A class that is derived from another class is called a subclass (also a derived class, extended class, or child class). The class from which the subclass is derived is called a superclass (also a base class or a parent class).

Excepting Object, which has no superclass, every class has one and only one direct superclass (single inheritance). In the absence of any other explicit superclass, every class is implicitly a subclass of Object.
The idea of inheritance is simple but powerful: When you want to create a new class and there is already a class that includes some of the code that you want, you can derive your new class from the existing class. In doing this, you can reuse the fields and methods of the existing class without having to write (and debug!) them yourself.
A subclass inherits all the members including static member (fields, methods, and nested classes) from its superclass.

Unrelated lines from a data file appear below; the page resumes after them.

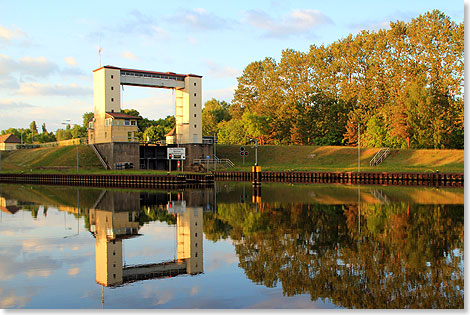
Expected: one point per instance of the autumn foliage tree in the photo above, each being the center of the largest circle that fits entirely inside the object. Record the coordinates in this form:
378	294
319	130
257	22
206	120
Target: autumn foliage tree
403	87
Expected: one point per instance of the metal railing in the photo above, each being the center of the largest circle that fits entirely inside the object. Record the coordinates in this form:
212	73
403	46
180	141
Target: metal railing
380	156
98	154
207	163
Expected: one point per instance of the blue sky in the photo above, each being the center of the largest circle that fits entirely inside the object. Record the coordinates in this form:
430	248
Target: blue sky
48	49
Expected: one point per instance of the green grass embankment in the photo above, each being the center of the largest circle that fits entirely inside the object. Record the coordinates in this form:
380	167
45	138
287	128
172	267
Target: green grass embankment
335	158
272	158
51	160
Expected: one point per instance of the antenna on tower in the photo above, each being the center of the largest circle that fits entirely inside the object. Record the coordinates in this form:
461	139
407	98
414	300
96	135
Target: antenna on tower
99	48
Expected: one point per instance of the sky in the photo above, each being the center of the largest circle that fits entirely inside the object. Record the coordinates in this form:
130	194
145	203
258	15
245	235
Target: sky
49	49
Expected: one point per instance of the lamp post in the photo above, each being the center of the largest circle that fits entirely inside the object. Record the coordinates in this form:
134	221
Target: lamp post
256	150
68	123
358	147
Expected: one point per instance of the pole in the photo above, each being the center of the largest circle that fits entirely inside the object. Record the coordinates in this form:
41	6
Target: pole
358	147
77	157
215	151
256	152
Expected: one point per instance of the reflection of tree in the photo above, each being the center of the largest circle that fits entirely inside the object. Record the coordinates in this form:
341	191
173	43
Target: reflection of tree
215	229
405	256
156	213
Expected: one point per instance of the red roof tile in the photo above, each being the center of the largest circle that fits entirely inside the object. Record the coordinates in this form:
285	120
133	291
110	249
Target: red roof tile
122	115
9	138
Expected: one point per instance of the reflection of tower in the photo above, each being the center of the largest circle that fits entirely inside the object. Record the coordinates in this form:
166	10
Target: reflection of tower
114	224
189	239
110	225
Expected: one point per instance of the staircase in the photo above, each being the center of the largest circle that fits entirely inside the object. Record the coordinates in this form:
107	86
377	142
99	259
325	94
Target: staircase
380	156
216	162
98	154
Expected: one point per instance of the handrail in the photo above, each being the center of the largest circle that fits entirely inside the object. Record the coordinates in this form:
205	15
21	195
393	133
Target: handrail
226	162
380	156
98	154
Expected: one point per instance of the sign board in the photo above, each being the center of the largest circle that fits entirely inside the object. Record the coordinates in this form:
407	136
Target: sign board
176	153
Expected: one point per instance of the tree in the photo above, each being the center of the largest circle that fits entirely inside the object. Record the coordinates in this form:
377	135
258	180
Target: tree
86	118
213	113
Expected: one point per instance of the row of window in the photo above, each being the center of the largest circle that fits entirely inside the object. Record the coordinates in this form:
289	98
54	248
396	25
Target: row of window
151	75
116	122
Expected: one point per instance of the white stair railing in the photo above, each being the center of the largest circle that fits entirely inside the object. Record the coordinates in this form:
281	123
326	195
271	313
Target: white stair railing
98	154
380	156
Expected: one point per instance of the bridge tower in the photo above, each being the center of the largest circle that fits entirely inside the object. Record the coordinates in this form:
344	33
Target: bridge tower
109	125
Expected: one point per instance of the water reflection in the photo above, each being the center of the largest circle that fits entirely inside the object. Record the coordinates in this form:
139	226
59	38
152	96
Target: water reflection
115	217
356	247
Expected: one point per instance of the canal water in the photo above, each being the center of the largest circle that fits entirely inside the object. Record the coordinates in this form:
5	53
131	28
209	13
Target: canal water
230	247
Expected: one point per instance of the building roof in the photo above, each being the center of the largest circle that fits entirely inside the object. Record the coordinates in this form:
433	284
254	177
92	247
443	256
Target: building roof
171	133
9	138
150	72
121	115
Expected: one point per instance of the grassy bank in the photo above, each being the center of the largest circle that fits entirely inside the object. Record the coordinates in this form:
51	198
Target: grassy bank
280	158
331	158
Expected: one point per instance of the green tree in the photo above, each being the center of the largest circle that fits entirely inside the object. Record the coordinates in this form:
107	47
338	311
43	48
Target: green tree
213	113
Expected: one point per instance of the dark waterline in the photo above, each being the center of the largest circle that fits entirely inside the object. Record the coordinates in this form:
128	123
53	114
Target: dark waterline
286	246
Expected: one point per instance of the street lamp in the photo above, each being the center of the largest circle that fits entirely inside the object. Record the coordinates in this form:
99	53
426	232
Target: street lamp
68	123
256	150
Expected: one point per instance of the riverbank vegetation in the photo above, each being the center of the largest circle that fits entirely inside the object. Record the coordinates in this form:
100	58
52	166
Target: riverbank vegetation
270	157
398	88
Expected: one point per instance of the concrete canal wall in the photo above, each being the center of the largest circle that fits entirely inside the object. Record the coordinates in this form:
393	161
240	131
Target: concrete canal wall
383	178
110	180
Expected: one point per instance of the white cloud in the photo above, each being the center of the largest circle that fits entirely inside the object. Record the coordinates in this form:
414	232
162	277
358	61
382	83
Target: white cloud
218	71
70	61
200	19
129	55
12	34
35	66
225	94
160	32
73	271
10	104
7	65
297	22
38	66
36	88
192	40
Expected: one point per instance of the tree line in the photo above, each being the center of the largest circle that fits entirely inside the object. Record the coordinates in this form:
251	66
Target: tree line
148	129
400	88
396	255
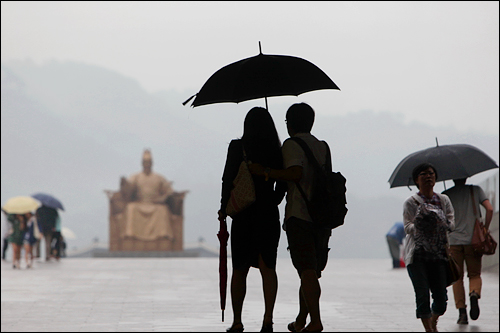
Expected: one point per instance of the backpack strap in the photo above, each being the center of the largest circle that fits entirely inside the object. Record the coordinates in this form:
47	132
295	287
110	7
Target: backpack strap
473	202
310	155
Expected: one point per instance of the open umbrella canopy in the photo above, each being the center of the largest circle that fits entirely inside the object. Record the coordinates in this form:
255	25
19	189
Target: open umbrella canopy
48	200
20	205
223	236
262	76
451	162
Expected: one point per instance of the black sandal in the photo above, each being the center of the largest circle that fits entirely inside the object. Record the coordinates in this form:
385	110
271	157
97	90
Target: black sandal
233	329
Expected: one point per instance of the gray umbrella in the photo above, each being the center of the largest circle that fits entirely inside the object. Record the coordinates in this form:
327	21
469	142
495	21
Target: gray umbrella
451	162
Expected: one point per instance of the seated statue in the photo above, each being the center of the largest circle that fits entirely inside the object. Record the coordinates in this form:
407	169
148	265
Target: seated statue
146	208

Constructors are not members, so they are not inherited by subclasses, but the constructor of the superclass can be invoked from the subclass.
Inheritance of static members works in funny ways in Java. If you subclass another class, you will inherit the superclass' static members. However, the subclass does not have its own distinct copy of the static variable; the superclass, and all its subclasses share the same copy. This turns out to be a bit of a pain if you specifically want static methods which access individual static variables for each subclass in a hierarchy. You have to overload every single static method and redefine every static variable in every subclass, somewhat negating the point of inheritance.
Explanation of same copy by example:
/**
 *
 * @author Navindra K. Jha
 */
public class Super {

    static int d = 1;

    public static int getD() {
        return d;
    }
}

class Sub extends Super {

    public static int getD() {
        d++;
        return d;
    }
}

class Test {

    public static void main(String as[]) {
        System.out.println(Super.getD());
        System.out.println(Sub.getD());
        System.out.println(Super.getD());
    }
}

Output:
1
2
2

As once value of d is increases Super class getD() method also print 2 that means it is clear both using same copy of variable.